Издающий Клич, качая головой, разглядывал кварцевую заготовку наконечника. Его опытный взгляд чуял в нем какую-то не правильность. Он долго примерялся к наконечнику, потом прислонил его край к подставке из песчаника, готовясь отсечь зазубрины.
— Сперва Бегущий-в-Свете со своим Сном… Теперь Вороний Ловчий вздумал охотиться на Других вместо мамонтов и карибу! — бормотал он под треск своего инструмента. — А нам страдать!
Поющий Волк из угла поглядел на него.
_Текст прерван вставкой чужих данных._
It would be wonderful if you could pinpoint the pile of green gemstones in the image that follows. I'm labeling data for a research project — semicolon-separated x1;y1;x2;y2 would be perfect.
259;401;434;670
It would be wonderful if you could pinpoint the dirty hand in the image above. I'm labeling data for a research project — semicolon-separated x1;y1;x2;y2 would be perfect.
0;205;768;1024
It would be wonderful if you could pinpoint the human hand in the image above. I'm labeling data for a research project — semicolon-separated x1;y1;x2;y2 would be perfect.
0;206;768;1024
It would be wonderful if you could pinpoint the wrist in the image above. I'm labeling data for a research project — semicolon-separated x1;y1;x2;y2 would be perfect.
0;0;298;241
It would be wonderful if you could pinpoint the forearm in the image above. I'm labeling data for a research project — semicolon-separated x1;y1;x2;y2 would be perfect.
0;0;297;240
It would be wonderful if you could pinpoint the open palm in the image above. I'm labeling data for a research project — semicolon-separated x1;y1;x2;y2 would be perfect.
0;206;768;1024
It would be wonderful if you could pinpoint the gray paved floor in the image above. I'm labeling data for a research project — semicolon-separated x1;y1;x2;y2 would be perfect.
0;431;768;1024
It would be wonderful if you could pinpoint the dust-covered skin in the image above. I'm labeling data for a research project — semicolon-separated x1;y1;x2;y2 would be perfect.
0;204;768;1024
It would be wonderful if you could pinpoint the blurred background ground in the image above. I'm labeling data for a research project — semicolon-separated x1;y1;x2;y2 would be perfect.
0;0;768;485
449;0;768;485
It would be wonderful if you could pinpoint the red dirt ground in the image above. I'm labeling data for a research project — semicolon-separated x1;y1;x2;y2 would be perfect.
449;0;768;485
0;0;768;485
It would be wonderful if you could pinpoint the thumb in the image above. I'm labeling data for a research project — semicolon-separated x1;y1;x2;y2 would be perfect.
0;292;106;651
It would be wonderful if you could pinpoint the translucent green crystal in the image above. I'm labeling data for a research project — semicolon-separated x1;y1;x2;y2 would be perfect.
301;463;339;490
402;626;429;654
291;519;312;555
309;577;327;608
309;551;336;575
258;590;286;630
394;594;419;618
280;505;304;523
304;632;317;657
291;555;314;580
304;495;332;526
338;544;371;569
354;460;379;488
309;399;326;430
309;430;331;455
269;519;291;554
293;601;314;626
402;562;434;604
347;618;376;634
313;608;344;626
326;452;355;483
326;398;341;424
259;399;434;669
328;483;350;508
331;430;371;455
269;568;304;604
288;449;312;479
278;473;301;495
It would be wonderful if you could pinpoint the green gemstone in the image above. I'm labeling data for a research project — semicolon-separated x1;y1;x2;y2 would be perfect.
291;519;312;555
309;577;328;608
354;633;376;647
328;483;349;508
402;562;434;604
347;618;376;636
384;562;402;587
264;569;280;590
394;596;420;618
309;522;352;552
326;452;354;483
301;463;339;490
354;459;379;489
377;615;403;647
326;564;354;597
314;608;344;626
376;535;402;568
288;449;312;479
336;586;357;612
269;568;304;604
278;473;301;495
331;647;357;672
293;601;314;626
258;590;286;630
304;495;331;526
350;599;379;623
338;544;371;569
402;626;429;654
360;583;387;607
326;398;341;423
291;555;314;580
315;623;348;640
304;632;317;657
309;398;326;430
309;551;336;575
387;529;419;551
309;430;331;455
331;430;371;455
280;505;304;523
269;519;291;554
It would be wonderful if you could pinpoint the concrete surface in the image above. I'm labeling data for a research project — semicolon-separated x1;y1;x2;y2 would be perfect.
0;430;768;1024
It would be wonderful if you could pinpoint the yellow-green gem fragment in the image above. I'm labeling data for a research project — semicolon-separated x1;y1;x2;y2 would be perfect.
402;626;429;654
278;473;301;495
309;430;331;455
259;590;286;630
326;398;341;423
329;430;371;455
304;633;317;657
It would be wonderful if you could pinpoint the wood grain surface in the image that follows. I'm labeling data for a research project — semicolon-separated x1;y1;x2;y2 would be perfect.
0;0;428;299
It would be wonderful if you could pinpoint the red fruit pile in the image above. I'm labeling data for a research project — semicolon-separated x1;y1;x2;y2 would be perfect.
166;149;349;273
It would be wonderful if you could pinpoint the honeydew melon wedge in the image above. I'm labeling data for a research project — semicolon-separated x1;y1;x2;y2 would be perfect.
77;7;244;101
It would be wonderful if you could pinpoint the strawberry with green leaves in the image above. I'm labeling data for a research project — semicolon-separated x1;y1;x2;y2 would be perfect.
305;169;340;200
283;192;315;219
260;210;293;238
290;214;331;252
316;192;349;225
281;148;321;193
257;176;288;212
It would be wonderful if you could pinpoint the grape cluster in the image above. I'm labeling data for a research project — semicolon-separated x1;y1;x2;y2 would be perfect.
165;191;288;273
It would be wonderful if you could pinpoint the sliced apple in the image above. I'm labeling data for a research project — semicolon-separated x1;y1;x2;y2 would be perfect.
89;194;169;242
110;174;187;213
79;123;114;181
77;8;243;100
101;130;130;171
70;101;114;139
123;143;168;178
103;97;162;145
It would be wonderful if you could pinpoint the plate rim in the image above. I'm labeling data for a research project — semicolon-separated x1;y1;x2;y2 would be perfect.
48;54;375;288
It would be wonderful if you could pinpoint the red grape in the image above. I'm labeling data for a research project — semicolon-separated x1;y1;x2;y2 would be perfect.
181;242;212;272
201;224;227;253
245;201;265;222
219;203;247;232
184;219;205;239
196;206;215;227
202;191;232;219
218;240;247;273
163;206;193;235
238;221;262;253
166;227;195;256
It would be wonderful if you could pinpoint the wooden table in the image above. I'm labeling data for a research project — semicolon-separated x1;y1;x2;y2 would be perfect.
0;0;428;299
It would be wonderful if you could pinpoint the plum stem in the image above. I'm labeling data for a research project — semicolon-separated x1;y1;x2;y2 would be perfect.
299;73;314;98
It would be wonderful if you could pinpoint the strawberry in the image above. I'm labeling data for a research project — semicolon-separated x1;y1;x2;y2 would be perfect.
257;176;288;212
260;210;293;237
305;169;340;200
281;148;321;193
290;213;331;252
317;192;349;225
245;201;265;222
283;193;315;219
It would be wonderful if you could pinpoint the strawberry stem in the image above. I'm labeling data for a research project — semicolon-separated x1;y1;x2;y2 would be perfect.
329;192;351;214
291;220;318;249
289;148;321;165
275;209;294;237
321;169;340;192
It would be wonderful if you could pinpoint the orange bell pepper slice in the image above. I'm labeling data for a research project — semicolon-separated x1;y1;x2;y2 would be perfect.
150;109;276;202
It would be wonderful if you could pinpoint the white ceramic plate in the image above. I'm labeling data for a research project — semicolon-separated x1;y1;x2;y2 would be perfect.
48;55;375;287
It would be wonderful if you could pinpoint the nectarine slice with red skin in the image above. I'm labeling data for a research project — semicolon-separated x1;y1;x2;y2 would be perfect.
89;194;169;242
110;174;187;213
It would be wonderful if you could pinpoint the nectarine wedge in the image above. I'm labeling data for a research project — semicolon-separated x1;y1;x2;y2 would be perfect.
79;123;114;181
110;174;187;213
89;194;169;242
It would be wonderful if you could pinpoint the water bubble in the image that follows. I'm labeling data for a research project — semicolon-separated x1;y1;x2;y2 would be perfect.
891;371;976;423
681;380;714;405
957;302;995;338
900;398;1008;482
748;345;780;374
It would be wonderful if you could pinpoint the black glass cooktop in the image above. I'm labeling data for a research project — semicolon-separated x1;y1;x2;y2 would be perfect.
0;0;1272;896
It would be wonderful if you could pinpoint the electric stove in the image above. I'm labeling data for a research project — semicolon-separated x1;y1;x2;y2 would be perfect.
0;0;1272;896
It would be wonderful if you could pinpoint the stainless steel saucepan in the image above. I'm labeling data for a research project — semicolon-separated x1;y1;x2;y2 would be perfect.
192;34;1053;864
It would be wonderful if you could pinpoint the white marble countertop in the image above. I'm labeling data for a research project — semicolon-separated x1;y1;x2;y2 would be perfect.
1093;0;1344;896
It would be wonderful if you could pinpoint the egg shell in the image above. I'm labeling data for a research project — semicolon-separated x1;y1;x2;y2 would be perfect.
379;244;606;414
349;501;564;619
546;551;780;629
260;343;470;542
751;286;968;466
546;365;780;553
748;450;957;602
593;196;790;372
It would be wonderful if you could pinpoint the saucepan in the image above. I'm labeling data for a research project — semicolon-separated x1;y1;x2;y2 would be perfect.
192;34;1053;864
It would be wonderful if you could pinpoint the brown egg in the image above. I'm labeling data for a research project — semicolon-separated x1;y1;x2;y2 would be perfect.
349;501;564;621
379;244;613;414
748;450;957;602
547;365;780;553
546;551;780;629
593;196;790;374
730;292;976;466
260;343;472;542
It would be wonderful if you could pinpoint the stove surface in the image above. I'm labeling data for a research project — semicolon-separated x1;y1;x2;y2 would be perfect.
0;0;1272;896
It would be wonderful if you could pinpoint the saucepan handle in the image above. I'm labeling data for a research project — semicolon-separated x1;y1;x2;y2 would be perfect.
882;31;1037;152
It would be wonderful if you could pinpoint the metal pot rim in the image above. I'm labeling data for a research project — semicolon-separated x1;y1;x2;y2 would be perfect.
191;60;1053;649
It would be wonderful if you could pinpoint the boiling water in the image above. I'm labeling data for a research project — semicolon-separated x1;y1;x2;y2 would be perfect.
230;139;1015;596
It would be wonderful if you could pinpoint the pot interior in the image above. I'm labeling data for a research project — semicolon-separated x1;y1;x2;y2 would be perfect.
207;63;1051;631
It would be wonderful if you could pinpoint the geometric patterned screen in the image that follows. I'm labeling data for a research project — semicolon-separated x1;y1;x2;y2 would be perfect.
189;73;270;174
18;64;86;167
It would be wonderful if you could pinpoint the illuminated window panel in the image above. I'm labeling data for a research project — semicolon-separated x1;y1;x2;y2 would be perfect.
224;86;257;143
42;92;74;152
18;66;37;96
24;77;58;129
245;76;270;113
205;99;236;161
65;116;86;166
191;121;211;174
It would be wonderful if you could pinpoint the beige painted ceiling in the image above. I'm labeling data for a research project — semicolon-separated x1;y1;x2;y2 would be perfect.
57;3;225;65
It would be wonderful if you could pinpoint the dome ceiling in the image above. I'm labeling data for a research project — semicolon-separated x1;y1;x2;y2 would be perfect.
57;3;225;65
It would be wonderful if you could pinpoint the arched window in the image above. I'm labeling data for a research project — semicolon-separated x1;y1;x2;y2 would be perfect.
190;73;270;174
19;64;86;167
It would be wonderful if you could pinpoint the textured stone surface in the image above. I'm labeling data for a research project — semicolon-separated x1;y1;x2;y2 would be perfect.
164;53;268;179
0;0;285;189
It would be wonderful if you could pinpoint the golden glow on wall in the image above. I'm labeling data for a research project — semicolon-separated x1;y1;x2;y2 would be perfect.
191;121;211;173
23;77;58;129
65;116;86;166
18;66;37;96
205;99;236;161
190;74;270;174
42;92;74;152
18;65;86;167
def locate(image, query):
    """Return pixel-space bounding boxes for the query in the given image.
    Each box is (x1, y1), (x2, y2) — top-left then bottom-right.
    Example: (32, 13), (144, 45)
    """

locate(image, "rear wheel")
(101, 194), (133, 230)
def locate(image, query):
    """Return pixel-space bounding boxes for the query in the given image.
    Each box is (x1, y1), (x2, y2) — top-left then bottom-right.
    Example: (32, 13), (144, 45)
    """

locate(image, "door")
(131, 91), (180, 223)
Он вырезал узор на мамонтовом бивне, искусно инкрустируя кусочками резной кости рукоятку атлатла. Смеющаяся Заря латала его обувь. В ней — это уже было заметно — росла новая жизнь.
— Как сказала Цапля, мир меняется, — заметил он. —Ничто не вечно.
— Вороний Ловчий и Бегущий-в-Свете раскололи Народ изнутри.
Зеленая Вода задумчиво наклонила голову:
— А с кем быть нам? Бегущий-в-Свете всех нас спас — привел к Цапле. Нельзя это забывать. — Она стала втирать круглым булыжником смесь мозгов и мочи в кожу: из шкур таких молодых оленей делают нижнюю одежду, она должна быть мягкой, теплой и легкой. Живот ее округлился — она, также как Смеющаяся Заря, ждала дитя.
Рядом с ней сидела Пляшущая Лиса. Она тоже мастерила одежду. Волосы ее спадали черной волной. Она молчала — только слушала других.
— Думаю, мы не должны бы его бросать, — согласился Издающий Клич. — Я, конечно, мог бы поступить иначе…
— Оно и видно, — заметила Зеленая Вода.
— Отчего же?
— Да послушай, как ты говоришь об этом: «Мы должны бы… нам стоило бы…». — Она тепло улыбнулась ему, и он как-то повеселел.
— А почему, как вы думаете, — с удивлением спросил Поющий Волк, — Кричащий Петухом до сих пор молчит?
Издающий Клич пожал плечами:
— Как будто выжидает чего-то. Пляшущая Лиса громко хмыкнула.
— Вы же помните, что говорила о нем Цапля. И Обрубленная Ветвь тоже, — произнесла Смеющаяся Заря, разглядывая только что изготовленный мокасин. — Он не видит Снов. А уж Цапля знает. Может, он ждет, что какой-нибудь ветер надует ему Сон.
— Цапля верит в сон Бегущего-в-Свете, — заметил Издающий Клич. Он удовлетворенно ощупал пальцем наконечник. Ну вот, теперь все в порядке.
— Но люди говорят — она ведьма… — прошептала Смеющаяся Заря.
— Нам она ничего худого не сделала. Она нас кормила, только благодаря ей мы и выжили. Нет, она хорошая старуха. И Сновидица. Настоящая Сновидица. Помнишь, как она вызвала карибу пением?
— А помнишь, как Бегущий-в-Свете сам вызывал карибу?